Published: 2015-2016
Written by: Peter J. Tomasi
Art by: Viktor Bogdanovic, Dexter Soy
Based on: the Batman: Arkham Knight video game by Rocksteady Studios, Warner Bros. Interactive Entertainment

DC Comics, 138 Pages

Review:

For those who have been around this site for awhile, you know that I loved the Batman: Arkham video game series, especially the final installment: Arkham Knight. I also really loved the Arkham Knight character even though he was a twist on a different well-known character. That being said, reading a comic book prequel to the game was right up my alley.

This was in my stack for a long time but I finally got around to it. In fact, I think I bought this at least two years ago. I have a really large stack, especially if you take into account my queue on Comixology.

Anyway, this was mostly okay but it was pretty drab overall. It shows the early planning before Arkham Knight takes over Gotham City but it didn’t give me any real info that I didn’t have already. At least, nothing that made this worth going out of your way to read. The game’s story is rich enough and this just felt like more of a cash-in attempt, banking off of the game’s popularity than it did a well thought out and executed story deserving of existing on its own two feet.

The highpoint is the art. Viktor Bogdanovic and Dexter Soy do stellar art in general but this book looked great from cover to cover.
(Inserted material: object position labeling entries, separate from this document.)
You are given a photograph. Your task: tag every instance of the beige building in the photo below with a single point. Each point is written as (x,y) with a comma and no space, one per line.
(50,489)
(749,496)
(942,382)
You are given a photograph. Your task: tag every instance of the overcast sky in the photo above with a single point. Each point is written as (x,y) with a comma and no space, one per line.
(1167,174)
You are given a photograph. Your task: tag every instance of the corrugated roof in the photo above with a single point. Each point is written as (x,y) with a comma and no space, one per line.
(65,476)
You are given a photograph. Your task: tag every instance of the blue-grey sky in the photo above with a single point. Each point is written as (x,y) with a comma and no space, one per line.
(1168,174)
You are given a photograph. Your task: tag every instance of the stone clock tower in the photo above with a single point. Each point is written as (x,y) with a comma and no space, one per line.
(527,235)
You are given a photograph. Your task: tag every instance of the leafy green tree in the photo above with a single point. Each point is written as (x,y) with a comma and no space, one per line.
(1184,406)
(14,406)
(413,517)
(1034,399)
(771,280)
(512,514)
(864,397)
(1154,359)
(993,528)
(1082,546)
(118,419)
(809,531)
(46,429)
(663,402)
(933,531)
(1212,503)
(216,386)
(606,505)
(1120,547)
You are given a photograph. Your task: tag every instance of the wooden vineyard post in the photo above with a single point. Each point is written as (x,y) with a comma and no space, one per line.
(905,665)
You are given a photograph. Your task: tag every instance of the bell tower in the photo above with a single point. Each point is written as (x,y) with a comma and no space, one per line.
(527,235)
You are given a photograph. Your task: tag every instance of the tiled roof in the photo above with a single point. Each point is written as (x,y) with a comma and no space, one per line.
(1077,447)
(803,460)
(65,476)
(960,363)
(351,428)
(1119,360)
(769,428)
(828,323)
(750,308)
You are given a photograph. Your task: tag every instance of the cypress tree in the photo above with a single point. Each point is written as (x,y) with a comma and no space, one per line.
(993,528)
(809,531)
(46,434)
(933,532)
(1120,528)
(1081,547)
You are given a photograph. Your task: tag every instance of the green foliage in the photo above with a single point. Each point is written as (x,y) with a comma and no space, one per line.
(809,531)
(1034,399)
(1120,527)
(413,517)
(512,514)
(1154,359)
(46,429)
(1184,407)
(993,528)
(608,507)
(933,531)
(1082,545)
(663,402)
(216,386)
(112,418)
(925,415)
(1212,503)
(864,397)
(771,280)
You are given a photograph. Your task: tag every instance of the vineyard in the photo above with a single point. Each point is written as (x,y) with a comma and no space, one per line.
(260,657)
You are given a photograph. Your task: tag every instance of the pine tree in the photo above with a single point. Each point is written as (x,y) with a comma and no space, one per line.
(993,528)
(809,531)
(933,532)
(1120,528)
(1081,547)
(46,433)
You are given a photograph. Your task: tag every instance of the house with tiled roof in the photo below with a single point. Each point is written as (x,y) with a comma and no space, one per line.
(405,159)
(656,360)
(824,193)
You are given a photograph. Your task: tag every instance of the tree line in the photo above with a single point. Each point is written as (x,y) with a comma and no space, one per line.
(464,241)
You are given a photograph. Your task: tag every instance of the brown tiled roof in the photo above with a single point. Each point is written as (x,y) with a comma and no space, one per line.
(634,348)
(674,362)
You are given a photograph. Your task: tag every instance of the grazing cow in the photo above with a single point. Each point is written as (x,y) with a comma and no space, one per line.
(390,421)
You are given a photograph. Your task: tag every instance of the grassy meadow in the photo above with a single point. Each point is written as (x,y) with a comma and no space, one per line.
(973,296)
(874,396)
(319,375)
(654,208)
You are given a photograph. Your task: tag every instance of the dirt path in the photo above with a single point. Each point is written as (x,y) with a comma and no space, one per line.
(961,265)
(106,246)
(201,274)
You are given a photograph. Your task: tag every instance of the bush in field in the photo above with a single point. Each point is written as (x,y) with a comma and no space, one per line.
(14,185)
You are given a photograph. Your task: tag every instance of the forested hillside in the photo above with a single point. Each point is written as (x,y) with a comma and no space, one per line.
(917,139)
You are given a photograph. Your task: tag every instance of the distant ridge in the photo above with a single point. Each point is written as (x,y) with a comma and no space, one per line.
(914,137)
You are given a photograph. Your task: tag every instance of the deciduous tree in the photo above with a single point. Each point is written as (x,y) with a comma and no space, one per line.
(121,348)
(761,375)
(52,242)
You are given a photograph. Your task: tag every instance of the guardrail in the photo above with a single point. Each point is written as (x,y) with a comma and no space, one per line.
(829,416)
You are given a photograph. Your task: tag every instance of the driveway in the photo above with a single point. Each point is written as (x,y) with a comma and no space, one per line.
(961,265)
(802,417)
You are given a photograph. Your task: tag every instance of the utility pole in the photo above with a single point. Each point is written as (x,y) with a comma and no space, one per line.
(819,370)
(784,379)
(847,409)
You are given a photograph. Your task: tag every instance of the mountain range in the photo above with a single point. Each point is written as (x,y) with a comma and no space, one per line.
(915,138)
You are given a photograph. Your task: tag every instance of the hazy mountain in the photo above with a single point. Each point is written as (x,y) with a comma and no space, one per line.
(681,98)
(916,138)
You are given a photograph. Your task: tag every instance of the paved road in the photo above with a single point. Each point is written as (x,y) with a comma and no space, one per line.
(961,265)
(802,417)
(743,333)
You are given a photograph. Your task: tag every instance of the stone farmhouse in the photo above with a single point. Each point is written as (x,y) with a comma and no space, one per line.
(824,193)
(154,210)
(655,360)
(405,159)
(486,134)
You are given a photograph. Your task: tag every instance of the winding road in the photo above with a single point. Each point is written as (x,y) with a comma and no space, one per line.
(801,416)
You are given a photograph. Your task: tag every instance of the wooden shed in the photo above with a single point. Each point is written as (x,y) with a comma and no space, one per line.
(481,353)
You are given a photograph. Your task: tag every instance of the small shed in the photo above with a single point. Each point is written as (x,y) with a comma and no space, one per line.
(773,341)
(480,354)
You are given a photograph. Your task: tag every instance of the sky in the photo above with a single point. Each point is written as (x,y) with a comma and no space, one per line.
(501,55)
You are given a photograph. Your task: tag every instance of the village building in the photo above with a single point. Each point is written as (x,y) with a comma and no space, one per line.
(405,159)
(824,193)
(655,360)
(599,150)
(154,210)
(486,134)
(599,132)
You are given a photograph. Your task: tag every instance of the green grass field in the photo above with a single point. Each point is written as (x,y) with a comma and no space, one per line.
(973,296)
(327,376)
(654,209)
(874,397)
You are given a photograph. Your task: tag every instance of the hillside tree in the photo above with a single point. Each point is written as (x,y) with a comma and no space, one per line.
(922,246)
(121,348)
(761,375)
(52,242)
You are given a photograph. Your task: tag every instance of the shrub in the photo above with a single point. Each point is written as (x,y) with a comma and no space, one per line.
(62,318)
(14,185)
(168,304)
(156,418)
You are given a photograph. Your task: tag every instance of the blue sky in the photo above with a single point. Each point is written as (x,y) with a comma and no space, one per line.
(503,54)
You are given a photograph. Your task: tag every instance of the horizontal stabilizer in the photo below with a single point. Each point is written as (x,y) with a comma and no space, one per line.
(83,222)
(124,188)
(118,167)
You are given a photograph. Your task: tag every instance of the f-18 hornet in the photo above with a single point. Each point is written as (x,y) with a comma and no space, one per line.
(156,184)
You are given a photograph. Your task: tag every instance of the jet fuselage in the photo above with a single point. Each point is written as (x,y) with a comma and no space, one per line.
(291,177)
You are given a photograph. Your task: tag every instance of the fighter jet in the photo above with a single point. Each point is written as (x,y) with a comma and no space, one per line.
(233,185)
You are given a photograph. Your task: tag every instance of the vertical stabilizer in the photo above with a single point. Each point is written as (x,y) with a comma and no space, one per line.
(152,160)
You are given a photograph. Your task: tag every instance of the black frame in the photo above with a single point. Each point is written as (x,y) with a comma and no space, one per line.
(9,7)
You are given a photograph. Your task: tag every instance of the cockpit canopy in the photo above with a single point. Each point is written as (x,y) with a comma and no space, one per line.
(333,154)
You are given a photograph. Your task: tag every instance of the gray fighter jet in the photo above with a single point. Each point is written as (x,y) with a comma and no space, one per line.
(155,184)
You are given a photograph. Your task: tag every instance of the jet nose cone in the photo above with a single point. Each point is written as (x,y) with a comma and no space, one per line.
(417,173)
I wish that I could say, “If you love the games, this is a must-read!” but it’s not. It’s okay, it exists. I guess you could read it if you’re interested but it’s not going to make the story from the game any better.

Rating: 6/10
Pairs well with: the game it’s connected to: Arkham Knight, as well as the other Arkham video games. Also, the Detective Comics story Medieval, which features a different version of the Arkham Knight character.